Saya pendatang di Bandung, jadi harus bikin surat pindah dari tempat asal (Palembang)
  • Bikin surat keterangan pindah dari Palembang
Surat keterangan pindahnya harus sampai ke Dinas kependudukan. Awalnya ke RT RW dulu, terus ke kelurahan, kecamatan, dan dinas kependudukan. Hanya menyerahkan KTP Asli, fotokopi KK, dan KK asli serta foto.

Tips:
Minta orang tua yang ngurusin :p
Dan karena KTP saya ada di Bandung, orang tua nembak juga di palembang. Bayar 150 ribu. Bikin KTP baru dan KK baru.
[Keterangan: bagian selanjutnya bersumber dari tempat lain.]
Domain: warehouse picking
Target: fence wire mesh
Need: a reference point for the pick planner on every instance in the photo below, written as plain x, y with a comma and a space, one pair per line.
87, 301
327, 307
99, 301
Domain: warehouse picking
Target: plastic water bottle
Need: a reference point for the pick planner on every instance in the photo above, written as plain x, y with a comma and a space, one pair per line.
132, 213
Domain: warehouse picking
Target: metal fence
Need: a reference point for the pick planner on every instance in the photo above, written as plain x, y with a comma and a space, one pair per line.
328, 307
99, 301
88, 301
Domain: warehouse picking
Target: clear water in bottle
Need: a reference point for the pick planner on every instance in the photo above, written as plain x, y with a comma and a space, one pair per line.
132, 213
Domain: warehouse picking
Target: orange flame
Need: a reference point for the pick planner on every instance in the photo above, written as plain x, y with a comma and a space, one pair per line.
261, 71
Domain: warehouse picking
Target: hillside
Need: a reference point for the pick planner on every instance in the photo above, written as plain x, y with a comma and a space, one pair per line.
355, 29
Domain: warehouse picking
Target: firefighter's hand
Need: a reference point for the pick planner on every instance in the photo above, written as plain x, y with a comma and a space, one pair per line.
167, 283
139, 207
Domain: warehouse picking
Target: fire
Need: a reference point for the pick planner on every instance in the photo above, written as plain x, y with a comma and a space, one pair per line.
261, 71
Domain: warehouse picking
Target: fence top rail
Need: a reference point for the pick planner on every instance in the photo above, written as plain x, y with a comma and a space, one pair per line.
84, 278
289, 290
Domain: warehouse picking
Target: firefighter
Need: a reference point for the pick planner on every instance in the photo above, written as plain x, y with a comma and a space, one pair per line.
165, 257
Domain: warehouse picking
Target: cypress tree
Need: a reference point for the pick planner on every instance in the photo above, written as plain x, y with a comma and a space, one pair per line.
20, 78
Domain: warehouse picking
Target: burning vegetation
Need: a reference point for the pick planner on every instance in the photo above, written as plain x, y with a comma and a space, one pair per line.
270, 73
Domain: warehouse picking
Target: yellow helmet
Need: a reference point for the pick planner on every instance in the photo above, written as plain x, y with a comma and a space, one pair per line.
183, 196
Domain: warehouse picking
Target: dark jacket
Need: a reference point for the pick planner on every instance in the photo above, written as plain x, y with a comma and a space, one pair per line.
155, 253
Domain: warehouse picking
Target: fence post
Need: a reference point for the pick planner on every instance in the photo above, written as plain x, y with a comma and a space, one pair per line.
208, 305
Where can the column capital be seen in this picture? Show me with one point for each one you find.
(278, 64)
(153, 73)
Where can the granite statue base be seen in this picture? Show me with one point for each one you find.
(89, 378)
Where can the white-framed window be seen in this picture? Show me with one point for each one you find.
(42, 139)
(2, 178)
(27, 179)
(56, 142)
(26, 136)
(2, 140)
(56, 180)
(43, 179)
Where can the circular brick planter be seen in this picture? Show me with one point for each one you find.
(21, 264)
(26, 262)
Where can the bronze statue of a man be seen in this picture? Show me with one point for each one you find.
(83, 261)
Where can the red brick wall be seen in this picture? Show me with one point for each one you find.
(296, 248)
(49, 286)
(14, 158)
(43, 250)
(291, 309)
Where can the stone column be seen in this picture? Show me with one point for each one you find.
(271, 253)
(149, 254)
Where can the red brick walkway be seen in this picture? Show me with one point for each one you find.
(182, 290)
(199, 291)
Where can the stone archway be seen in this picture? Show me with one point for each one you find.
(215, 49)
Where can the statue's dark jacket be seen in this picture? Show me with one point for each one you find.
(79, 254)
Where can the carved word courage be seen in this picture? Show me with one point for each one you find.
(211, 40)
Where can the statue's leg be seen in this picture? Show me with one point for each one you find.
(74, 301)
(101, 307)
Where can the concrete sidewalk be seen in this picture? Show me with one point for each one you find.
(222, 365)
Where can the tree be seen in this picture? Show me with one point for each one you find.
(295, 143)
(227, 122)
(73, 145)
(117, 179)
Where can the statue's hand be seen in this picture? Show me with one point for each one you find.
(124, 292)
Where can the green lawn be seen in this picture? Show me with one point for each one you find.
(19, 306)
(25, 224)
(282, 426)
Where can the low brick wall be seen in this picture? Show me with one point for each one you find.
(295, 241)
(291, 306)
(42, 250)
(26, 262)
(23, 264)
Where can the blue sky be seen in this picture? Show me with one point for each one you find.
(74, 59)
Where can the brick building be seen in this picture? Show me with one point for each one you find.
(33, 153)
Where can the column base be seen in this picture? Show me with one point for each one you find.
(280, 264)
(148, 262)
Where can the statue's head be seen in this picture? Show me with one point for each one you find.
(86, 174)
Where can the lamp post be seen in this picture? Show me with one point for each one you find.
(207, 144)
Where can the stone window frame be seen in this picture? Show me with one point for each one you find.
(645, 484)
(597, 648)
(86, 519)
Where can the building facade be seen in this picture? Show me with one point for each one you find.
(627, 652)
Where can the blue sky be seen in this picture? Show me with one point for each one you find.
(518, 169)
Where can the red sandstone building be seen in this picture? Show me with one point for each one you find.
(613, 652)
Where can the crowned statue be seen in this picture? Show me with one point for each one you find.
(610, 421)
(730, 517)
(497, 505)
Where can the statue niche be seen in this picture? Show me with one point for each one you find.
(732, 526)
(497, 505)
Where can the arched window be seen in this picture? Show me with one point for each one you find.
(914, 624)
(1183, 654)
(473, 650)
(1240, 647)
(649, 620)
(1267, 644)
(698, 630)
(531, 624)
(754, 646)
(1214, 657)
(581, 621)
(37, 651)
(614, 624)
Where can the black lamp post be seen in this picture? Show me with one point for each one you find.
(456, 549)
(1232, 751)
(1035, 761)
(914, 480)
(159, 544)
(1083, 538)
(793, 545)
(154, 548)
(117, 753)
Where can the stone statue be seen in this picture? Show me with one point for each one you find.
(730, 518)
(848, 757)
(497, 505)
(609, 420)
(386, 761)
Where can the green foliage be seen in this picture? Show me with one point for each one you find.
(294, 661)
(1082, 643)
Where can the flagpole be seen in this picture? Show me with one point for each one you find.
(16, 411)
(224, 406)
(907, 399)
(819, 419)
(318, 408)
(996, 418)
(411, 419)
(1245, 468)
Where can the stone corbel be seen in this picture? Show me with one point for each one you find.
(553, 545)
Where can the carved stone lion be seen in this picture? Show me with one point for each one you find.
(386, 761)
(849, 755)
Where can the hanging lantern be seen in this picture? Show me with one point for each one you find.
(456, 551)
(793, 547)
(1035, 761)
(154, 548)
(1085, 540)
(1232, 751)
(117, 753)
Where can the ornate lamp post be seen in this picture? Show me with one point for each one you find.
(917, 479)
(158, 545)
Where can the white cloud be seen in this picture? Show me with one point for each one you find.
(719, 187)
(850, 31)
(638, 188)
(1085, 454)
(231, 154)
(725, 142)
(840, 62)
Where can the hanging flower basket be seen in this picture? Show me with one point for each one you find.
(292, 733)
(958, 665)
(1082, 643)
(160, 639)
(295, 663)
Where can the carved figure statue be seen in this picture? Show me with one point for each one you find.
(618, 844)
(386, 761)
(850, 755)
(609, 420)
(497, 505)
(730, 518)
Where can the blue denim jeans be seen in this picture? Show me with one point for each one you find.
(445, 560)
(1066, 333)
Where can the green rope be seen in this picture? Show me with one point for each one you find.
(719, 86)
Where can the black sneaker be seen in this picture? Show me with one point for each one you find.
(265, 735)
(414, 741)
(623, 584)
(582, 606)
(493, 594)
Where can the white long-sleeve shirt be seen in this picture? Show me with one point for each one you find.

  • Bikin Surat Keterangan Catatan Kepolisian (SKCK) dari Polres kota asal dengan melampirkan surat keterangan pindah tadi.
Udah selesai baru kita pindah ke kota bandung -saya berhenti di tahap ini dan memilih bayar-
  • Bikin surat pengantar dan master data (untuk Kartu Keluarga) dari RT dan RW di Bandung
  1. beli blanko dan map di dinas kependudukan kota Bandung.
  2. Isi surat permohonan izin tinggal yang ditujukan kepada Walikota Bandung
  3. Bikin surat jaminan tempat tinggal yang ditandatangani oleh RT, RW, Kelurahan, dan Kecamatan
  4. Lampirkan surat keterangan pindah dari kota asal
  5. Lampirkan SKCK dari kepolisian kota asal
  6. Bikin surat keterangan jaminan kerja dari kantor yang diketahui oleh lurah dan camat tempat kita tinggal. Kalau wiraswasta cukup keterangan berpenghasilan.
  7. Fotokopi akte kelahiran
  8. Fotokopi surat nikah bagi yang sudah menikah
  9. Foto 2 x 3 = 3 buah
Jadinya satu minggu-an
  • Setelah dapat surat izin menetap bawa deh ke Kelurahan beserta surat pengantar dan master data dari RT RW Bandung. Tunggu paling lama 14 hari.
Tips:
  • Ga tau siapa Bapak/ibu RT nya? Tanya tukang warung.
  • ga tau siapa pejabat RW? tanya sama pejabat RT.
  • Pejabat RT dan RW paling enak didatangi 30 menit setelah isya. Kemungkinan besar ada di rumah. Bikin surat pengantar dari RT RW nya sekaligus aja buat jaminan tempat tinggal, berpenghasilan, dll.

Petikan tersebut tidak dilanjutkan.